My good friend, while a single parent with 3 kids in middle school and high school... got for her son (since he was the one she had a hard time with), got him a "Big Brother." It was through her local "Big Brothers, Big Sisters" organization, which is a mentoring/buddy program for kids. It helped her son IMMENSELY... and he really improved and their relationship too. And it is free.
He is much happier and more stable now. Their Dad, her Ex Husband, was not a good role model.
Here is the link for it, maybe you can find one in your local area:
http://www.bbbs.org/site/c.diJKKYPLJvH/b.1539751/k.BDB6/H...
Often, a parent needs extra help... with their child and nothing is wrong with that.
Your Daughter is also a "tween", if you Google search that, lots of articles will come up, on their development.
Just keep trying... to have 2-way communication with her. As she becomes a Teen... it is important so that you can keep tabs on her life and how she is doing and so she comes to you with any problems, good or bad. My Dad did that with me, it helps a lot. I knew I could go to him with anything. And he would not judge me or criticize. But just be there for me.
TELL her you love her, no matter what... even if she is in a bad mood. That it is UNconditional... and that you accept her no matter what. Then show it. In your actions and words. For a Teen or any child, THAT is very important for them to know. They often do not 'know' that they are loved no matter what... and may rebel to gain that security. Or feel that they are not accepted or loved.

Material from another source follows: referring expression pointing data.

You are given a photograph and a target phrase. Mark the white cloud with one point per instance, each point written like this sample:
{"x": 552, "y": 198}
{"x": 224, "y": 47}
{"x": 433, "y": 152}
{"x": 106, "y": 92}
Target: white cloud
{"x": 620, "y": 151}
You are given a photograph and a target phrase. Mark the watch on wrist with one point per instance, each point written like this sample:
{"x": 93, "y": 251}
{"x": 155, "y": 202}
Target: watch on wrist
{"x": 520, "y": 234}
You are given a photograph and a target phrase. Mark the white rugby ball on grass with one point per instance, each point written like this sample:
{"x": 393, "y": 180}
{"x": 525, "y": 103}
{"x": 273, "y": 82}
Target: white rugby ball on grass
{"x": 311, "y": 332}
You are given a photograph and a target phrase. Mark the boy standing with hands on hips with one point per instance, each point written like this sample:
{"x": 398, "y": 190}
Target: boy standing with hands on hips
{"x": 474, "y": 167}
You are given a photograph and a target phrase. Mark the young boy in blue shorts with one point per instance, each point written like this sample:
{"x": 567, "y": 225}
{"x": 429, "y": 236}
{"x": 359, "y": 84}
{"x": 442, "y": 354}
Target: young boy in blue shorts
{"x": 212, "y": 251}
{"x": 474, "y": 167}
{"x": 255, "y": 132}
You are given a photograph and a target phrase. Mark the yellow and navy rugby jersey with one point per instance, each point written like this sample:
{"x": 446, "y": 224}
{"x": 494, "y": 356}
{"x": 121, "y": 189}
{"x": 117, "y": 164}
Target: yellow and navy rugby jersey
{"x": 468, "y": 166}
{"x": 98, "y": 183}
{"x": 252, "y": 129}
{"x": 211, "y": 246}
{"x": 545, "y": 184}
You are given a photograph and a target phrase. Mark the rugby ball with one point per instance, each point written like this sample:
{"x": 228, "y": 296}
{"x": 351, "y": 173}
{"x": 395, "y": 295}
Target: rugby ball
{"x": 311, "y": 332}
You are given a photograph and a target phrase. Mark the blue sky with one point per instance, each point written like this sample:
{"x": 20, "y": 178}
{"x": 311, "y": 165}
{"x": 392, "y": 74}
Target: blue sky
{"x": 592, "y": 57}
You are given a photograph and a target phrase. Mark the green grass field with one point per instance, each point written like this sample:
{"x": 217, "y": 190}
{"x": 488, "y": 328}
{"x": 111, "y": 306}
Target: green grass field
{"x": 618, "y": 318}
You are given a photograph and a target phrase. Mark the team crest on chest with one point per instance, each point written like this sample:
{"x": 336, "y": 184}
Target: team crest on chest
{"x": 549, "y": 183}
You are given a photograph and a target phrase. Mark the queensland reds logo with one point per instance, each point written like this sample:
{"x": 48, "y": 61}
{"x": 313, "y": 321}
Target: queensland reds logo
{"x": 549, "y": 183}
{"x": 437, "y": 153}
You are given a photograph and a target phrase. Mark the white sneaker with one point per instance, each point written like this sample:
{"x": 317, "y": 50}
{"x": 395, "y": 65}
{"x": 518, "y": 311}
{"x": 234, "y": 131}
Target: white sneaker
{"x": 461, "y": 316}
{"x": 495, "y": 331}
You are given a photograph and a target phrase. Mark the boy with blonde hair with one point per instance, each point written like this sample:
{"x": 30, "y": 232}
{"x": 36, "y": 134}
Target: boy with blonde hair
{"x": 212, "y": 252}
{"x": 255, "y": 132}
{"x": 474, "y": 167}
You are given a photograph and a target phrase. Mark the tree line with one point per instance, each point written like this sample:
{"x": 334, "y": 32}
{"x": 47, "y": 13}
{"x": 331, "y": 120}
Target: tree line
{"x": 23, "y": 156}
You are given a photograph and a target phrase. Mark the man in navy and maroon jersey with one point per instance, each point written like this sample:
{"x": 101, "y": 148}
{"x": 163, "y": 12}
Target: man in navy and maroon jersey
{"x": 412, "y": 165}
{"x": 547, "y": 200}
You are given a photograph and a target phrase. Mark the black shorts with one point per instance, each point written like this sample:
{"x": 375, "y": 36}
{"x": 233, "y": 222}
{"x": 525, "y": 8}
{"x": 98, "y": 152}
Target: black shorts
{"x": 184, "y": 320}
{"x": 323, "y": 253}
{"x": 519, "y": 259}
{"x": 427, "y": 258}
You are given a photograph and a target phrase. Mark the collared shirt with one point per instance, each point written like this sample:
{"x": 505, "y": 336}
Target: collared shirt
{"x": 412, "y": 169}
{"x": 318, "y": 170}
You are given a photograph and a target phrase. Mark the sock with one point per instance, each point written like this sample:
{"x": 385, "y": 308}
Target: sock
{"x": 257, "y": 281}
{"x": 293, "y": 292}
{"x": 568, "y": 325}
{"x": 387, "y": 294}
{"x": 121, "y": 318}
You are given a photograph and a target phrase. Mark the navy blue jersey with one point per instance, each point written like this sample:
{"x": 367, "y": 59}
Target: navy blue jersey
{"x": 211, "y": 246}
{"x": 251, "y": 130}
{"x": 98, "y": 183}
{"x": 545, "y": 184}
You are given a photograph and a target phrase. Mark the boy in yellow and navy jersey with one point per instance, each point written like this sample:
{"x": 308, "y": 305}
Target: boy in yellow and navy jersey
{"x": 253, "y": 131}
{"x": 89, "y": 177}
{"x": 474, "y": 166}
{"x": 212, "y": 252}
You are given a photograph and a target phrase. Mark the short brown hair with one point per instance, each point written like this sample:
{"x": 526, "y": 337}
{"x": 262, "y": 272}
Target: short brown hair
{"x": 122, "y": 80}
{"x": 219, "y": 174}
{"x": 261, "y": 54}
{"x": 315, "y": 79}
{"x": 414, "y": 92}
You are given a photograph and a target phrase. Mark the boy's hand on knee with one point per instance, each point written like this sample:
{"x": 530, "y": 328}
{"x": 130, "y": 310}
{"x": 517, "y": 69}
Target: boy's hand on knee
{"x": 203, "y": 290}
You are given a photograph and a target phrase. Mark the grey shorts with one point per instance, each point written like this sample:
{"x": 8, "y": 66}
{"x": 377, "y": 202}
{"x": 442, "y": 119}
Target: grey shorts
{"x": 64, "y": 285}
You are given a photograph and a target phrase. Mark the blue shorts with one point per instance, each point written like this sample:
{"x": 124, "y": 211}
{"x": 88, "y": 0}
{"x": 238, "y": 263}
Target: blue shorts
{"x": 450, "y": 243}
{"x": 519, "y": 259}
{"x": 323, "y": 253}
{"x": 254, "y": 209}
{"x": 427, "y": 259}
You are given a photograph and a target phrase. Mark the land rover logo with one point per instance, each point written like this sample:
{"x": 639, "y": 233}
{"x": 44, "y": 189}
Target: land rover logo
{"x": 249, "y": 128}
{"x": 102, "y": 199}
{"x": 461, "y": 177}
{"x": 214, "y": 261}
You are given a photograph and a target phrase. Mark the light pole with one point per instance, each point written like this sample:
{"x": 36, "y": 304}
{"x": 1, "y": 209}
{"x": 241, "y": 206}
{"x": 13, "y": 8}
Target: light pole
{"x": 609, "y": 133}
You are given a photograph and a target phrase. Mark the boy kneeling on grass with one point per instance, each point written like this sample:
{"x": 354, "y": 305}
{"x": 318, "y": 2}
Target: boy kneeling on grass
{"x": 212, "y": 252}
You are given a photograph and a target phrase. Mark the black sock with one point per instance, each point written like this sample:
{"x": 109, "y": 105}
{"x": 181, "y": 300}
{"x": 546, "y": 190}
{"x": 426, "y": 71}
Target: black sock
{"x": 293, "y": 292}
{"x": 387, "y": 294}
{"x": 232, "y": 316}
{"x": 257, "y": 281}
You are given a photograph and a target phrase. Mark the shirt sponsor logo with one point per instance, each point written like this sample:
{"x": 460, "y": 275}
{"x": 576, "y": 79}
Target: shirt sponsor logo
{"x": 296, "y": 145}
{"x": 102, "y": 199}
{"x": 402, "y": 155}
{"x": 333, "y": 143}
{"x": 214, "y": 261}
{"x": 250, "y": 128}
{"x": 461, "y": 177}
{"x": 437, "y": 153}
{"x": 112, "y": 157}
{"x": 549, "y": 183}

-My daughter is only 7... but at times when she was in a bad mood... she'd ask me "Do you Love me.... when I'm like this?" And I would always say YES... no matter what and even when Mommy is in a bad mood... I ALWAYS love you.... " and it made her feel better. She just needed confirmation.... and validation.
Most kids, even adults, are that way.
Next, does she have hobbies? Talents? Interests? Maybe she needs some positive outlets, that she can feel proud of.... within herself.
And, how are her friends? Do you keep tabs on what kinds of friends or peer problems she has, if any? This is a hard age... and their hormones fluctuate too... being on the cusp of Teen-hood.
Or just talk with her... not judging... but asking her- "What do you expect Mommy to do, when you are like this?".... then pause and wait for her to answer. Even if she is yelling... ask her and wait. Tell her, you walk on eggshells around her... and so you are asking HER... what HER solution would be or what is she looking for??? Because she is never pleased.... so what is HER "solution" to it all?
Tell her it is not fair.... you are her Mommy... always. But she has to meet you half way too.
Maybe a Female Counselor may be better for her. Men, won't understand a female teen, sometimes.
Try to help her/you now... before she gets older, and it gets worse, and then harder to undo.